Isso impele também o Brasil a se mover, depois de ter passado os últimos anos ora tomando o lado do trumpismo, com Bolsonaro, ora com um alinhamento aos democratas. Nenhuma dessas posições satisfaz as demandas brasileiras, ainda mais em um cenário como esse – muito embora um certo viralatismo nacional comemore a aplicação de tarifas “apenas” de 10% que vem a se somar com as do aço e do alumínio.

Essa situação apocalíptica permite ao Brasil se mover para além dos limites estanques a que os democratas submetiam o país, o que talvez poderia dar a contrapartida de evitar alguém como Bolsonaro no poder, mas não impediu a chegada silenciosa de um Tarcísio de Freitas – que, no entanto, já apareceu com o boné trumpista, embora não tenha se pronunciado sobre as tarifas que afetam a indústria siderúrgica paulista.

Os dois modelos de Trump, McKinley e Nixon, terminaram mal.

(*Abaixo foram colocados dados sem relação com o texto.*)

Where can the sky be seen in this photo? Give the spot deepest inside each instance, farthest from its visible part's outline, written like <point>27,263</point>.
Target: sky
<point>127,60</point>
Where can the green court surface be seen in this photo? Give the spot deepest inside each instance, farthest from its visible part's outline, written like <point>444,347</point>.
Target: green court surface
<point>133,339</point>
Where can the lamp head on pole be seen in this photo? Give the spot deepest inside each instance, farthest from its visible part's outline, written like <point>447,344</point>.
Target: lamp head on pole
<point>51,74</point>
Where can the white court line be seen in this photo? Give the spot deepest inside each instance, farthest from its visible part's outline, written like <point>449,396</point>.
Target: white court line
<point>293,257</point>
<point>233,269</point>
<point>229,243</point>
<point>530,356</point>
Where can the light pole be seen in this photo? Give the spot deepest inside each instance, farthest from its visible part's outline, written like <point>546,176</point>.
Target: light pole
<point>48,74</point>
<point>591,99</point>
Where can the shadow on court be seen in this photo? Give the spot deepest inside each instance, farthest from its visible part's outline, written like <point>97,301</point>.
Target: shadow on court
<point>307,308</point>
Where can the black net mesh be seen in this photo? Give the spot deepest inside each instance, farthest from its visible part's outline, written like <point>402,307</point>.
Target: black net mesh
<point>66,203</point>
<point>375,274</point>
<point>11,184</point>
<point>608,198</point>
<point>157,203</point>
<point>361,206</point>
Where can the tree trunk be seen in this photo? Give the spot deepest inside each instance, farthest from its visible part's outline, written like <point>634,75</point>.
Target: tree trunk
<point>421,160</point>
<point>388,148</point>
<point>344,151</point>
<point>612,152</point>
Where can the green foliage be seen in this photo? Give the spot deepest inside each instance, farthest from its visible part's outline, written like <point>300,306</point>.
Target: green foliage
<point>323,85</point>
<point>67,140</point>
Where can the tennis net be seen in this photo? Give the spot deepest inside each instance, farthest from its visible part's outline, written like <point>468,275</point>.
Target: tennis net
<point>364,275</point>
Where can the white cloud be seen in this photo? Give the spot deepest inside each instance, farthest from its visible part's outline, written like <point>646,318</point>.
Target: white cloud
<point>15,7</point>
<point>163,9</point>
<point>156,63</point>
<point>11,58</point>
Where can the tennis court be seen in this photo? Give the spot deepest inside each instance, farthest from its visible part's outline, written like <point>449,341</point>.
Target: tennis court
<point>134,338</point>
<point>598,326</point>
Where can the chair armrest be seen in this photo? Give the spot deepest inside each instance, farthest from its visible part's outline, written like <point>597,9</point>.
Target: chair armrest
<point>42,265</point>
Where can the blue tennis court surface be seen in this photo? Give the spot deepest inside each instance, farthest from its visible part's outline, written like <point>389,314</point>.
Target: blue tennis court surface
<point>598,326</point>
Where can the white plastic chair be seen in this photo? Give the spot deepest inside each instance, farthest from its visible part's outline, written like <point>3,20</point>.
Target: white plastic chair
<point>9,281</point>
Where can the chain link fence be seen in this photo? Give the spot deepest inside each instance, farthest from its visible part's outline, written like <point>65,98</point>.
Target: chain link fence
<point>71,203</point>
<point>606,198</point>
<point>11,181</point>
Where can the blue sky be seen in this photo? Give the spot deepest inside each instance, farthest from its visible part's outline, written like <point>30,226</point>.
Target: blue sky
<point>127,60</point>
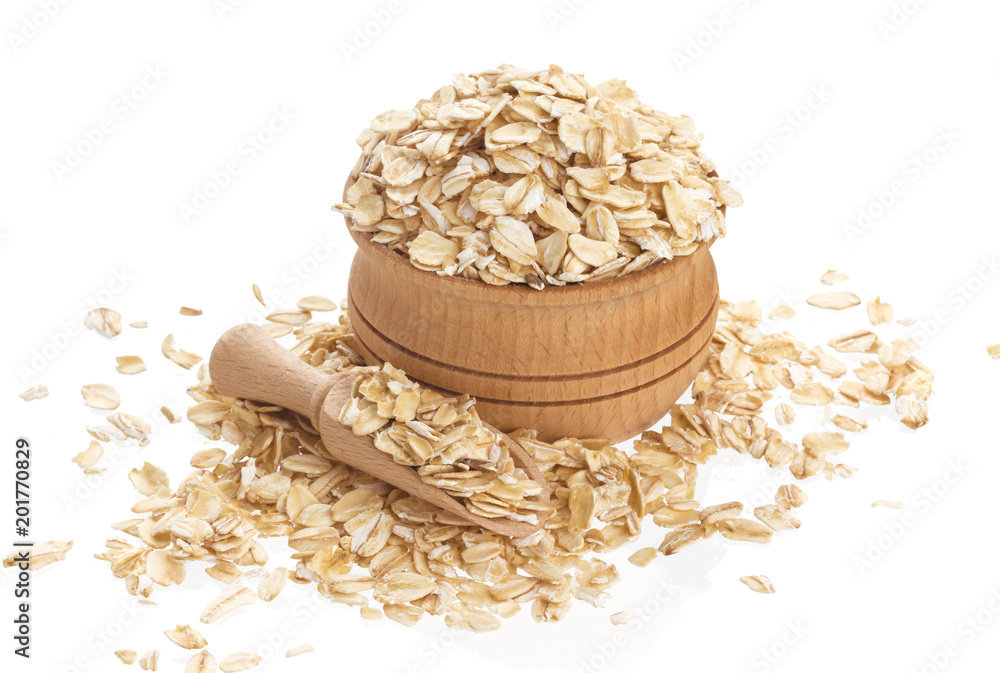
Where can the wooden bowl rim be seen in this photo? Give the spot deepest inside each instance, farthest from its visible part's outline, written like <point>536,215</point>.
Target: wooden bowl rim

O primeiro foi assassinado por um anarquista, o segundo se viu obrigado a renunciar depois do escândalo Watergate. O protecionismo de McKinley, apesar de funcional e, por isso, uma moda à sua época, conduziu o mundo à Primeira Guerra. É perfeitamente possível construirmos uma alternativa a essa via suicida, mas lembremos: a História ensina, o que ela não faz é perdoar.

(*) Hugo Albuquerque é jurista e editor da Autonomia Literária.